ConceptFactory: Facilitate 3D Object Knowledge Annotation with Object Conceptualization

TL;DR

ConceptFactory, a novel scope to facilitate more efficient annotation of 3D object knowledge by recognizing 3D objects through generalized concepts through generalized concepts, is presented, aiming at promoting machine intelligence to learn comprehensive object knowledge from both vision and robotics aspects.

Abstract

We present ConceptFactory, a novel scope to facilitate more efficient annotation of 3D object knowledge by recognizing 3D objects through generalized concepts (i.e. object conceptualization), aiming at promoting machine intelligence to learn comprehensive object knowledge from both vision and robotics aspects. This idea originates from the findings in human cognition research that the perceptual recognition of objects can be explained as a process of arranging generalized geometric components (e.g. cuboids and cylinders). ConceptFactory consists of two critical parts: i) ConceptFactory Suite, a unified toolbox that adopts Standard Concept Template Library (STL-C) to drive a web-based platform for object conceptualization, and ii) ConceptFactory Asset, a large collection of conceptualized objects acquired using ConceptFactory suite. Our approach enables researchers to effortlessly acquire or customize extensive varieties of object knowledge to comprehensively study different object understanding tasks.

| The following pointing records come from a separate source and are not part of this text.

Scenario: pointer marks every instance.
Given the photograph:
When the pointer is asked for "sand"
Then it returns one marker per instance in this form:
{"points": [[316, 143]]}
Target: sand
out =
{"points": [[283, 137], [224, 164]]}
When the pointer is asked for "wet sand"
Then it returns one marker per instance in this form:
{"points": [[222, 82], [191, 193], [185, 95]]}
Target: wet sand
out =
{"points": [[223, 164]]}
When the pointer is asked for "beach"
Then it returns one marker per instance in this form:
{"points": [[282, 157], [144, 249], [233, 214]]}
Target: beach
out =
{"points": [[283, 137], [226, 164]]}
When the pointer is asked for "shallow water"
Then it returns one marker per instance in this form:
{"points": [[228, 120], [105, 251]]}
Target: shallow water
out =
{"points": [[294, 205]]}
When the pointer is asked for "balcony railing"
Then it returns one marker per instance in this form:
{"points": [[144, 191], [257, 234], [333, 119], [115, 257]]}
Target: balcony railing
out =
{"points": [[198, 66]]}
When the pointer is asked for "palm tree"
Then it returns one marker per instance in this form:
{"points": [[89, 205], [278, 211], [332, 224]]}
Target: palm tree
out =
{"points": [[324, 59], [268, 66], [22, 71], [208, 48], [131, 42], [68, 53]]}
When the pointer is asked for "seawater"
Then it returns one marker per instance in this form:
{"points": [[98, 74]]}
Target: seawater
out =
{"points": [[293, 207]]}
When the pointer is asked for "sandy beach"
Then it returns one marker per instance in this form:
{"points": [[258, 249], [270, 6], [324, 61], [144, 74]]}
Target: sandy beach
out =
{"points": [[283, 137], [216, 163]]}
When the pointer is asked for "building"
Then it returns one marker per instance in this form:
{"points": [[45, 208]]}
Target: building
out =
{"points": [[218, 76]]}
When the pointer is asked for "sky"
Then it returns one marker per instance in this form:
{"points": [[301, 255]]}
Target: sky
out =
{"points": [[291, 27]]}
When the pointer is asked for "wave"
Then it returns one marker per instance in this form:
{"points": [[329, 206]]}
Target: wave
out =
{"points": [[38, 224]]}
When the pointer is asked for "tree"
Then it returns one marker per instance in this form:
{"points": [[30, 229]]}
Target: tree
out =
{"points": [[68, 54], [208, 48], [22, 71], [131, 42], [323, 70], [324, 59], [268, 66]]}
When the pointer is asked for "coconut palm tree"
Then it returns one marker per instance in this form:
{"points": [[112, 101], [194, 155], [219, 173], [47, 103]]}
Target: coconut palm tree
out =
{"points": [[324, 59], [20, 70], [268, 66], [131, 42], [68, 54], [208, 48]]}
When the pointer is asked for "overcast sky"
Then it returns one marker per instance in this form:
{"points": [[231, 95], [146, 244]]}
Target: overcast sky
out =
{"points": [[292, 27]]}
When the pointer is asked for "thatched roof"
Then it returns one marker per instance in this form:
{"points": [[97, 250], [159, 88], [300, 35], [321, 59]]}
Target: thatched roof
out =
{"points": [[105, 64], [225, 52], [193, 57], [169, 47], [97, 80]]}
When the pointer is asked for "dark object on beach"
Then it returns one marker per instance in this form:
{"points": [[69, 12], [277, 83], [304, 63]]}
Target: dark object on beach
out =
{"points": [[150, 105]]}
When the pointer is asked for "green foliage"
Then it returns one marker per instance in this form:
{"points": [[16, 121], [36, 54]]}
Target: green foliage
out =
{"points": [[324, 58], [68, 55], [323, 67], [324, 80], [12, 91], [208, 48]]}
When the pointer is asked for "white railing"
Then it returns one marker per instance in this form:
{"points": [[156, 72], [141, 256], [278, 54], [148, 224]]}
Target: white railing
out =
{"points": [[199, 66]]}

We validate our idea on a wide range of benchmark tasks from both vision and robotics aspects with state-of-the-art algorithms, demonstrating the high quality and versatility of annotations provided by our approach. Our website is available at https://apeirony.github.io/ConceptFactory.

Figures (7)

• Figure 1: [Left] Illustration of the relationship between human cognition (a-b) and our approach (c-e), exemplified by handle as object and affordable interaction as knowledge. (a) Human recognizes objects as an arrangement of geometric components. (b) Abstract commonsense information are induced from the geometries in human mind. (c) Explicitly model the abstract information as a regular geometry concept with specific knowledge. (d) Generalize the concept towards different objects. (e) Propagate the knowledge from the concept to objects as annotations. [Right] Example of parameters and the constructor of a concept template. Please refer to the codes in our website for concept template implementations.
• Figure 2: Shape instances of geometry (Top) and concept (Bottom) templates with specific parameters. [Bottom] The figures on the left side of the arrows display each geometry component of a concept template individually, whereas those on the right side are example instances of concept templates with various parameters. The instance at bottom-right is the result of modifying discrete parameters.
• Figure 3: [Left] Minor gaps in geometric details between the original object (bottom) and its conceptualization (top). [Right] Restoring the geometric details via deformation based on point-wise correspondences.
• Figure 4: An overview to our conceptualization interface and the workflow (blue arrow). The interface is divided into four components: work space, target view, template rendering, and mixed view. In work space, users first select best-match templates for each part of the target object, then parameterize each concept template with the help of the optimizer, and finally save the conceptualization result. Target view illustrates the shape of the target object, template rendering displays instances of concept templates with current parameters, while mixed view visualizes the integration between target view (gray) and template rendering (blue), helping users perform the conceptualization efficiently. Zoom in for a clear view.
• Figure 5: Examples of differentiable deformations on template instances with default parameters. [Left] A default quadrangular prism instance in mesh with all edge lengths set to 1, bearing the same shape as a cuboid. Its eight vertices are labelled from $v_1$ to $v_8$. The upper case show a translation is applied to four top vertices for a 3d parallelogram, and the lower case show a scaling is applied to four bottom vertices for a frustum of a pyramid. [Right] A sphere mesh with radius one and set of vertices $\mathbf{V}$. The upper case show a scaling is applied to $y$-axis of all vertices for an ellipsoid, and the lower case show we use ReLU operation to truncate a sphere. Through differentiable transformations (addition, multiplication, etc.) on their respective vertices, the shapes can be deformed in a differentiable manner.